Die nach außen hin härtesten Hundsknochen, die Machos und Femme Fatales, sind innerlich am tiefsten verletzt. Das kannst du mir gerne glauben, denn ich habe unzählige davon in den letzten anderthalb Jahrzehnten bei mir zur Sitzung gehabt.
Da brechen sie dann plötzlich auf, heulen wie Schlosshunde und wünschten sich, sie hätten die meiste Zeit ihres Lebens mehr Mut zur Verletzlichkeit, dafür weniger Angst vor Nähe und Berührbarkeit gehabt.

Merke dir bitte dies: Je härter ein Mensch tut, als desto stärker betrachtet man ihn zwar. Die Wahrheit aber ist, je härter sich ein Mensch gibt, desto schwächer ist er.
Kein Mensch ist stark, solange er Panzer oder Masken trägt, solange er nicht Berührbarkeit lebt und seelisch nackt vor der ganzen Welt steht.
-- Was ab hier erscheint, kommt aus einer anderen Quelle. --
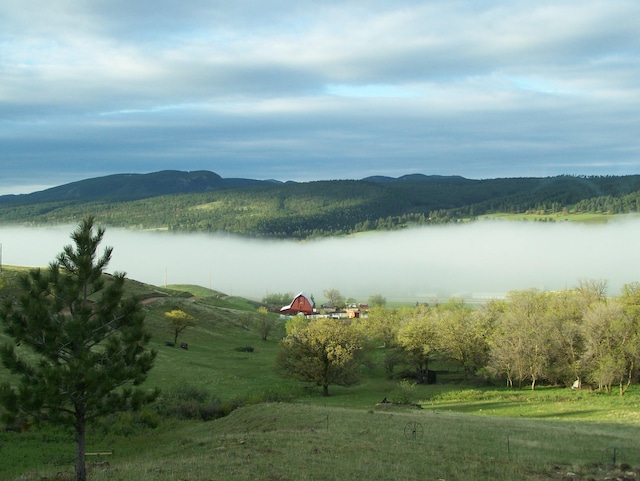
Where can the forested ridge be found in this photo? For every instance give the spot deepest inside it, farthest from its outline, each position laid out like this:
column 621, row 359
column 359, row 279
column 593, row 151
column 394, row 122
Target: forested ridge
column 203, row 201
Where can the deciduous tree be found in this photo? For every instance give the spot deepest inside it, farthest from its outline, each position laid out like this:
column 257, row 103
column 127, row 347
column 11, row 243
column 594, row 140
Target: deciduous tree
column 324, row 351
column 82, row 343
column 179, row 321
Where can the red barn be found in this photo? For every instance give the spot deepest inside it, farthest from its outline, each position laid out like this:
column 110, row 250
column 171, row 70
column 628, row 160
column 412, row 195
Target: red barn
column 301, row 304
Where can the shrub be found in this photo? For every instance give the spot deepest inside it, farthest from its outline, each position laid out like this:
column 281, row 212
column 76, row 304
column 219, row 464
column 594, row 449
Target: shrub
column 190, row 402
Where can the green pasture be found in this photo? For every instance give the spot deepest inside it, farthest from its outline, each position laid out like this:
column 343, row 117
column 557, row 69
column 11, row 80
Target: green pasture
column 284, row 430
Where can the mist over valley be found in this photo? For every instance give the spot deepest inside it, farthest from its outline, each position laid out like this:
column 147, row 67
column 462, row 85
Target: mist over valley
column 477, row 261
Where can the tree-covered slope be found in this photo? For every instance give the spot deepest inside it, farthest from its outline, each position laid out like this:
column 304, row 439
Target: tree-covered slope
column 202, row 201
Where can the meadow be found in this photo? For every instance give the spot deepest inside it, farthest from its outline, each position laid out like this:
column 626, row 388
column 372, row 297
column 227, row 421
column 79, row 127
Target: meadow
column 275, row 429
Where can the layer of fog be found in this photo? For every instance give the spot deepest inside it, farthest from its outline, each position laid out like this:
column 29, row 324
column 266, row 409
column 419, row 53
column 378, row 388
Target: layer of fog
column 478, row 260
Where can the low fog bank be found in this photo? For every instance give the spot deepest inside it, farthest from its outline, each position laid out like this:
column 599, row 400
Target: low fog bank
column 478, row 261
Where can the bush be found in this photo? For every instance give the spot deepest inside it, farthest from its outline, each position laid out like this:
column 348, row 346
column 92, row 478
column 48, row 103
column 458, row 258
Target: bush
column 190, row 402
column 244, row 349
column 405, row 393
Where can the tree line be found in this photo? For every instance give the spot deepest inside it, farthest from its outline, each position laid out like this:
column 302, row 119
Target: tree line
column 340, row 207
column 569, row 338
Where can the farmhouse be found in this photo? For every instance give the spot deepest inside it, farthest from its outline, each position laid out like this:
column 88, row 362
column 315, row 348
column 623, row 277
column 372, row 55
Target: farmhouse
column 301, row 304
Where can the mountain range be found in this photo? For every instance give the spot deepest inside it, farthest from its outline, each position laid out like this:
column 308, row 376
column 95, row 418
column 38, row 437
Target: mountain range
column 204, row 201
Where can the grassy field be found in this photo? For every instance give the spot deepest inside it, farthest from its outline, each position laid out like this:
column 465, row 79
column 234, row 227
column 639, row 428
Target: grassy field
column 284, row 430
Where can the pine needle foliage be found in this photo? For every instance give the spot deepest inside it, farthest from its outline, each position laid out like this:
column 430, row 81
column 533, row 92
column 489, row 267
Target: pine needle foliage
column 78, row 345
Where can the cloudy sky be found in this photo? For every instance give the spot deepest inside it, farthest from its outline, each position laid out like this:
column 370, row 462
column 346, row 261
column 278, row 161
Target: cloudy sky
column 304, row 90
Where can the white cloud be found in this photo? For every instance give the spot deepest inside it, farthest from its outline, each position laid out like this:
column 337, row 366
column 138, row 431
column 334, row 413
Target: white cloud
column 480, row 89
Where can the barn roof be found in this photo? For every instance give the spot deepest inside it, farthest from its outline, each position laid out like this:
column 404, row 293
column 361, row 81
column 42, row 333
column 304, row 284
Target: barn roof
column 290, row 307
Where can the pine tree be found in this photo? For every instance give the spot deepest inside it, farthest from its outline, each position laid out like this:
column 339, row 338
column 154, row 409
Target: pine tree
column 86, row 342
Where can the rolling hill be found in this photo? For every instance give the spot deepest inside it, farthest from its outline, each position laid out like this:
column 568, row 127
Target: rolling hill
column 204, row 201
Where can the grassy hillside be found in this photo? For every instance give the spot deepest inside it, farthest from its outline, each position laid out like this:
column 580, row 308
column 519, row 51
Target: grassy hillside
column 284, row 430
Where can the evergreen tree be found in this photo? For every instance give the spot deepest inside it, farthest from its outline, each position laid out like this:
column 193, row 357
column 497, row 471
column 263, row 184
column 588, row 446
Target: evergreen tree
column 82, row 344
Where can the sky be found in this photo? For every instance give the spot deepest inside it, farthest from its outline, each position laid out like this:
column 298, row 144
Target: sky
column 310, row 90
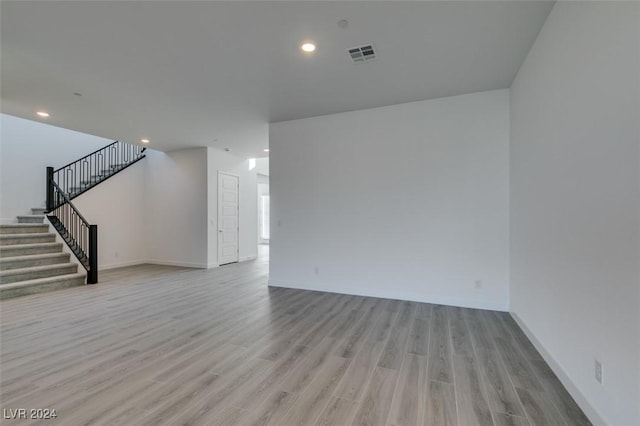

Einsam sind sie, die vermeintlich Unberührbaren. Zutiefst einsam. Selbst in Gesellschaft sind sie einsam. Und dann sagen sie, diese Einsamkeit wäre ein Zeichen ihrer Freiheit, Stärke und Unabhängigkeit.

Der einsame Cowboy/das einsame Cowgirl, Kaugummi kauend, Glimmstängel im Mundwinkel und eine Hand stets am Colt – das ist nicht nur ein längst veraltetes Klischee, sondern auch ein extrem dummes. Es ist ein Bild absoluter Schwäche, nicht des Heldentums.

Lass es sein, nach Unverwundbarkeit zu streben. Es wird dir nie gelingen, denn wir sind alle verwundbar. Und je eher wir das akzeptieren, zulassen und bewusst leben, desto eher fühlen wir uns nahe, berührt und menschenwürdig.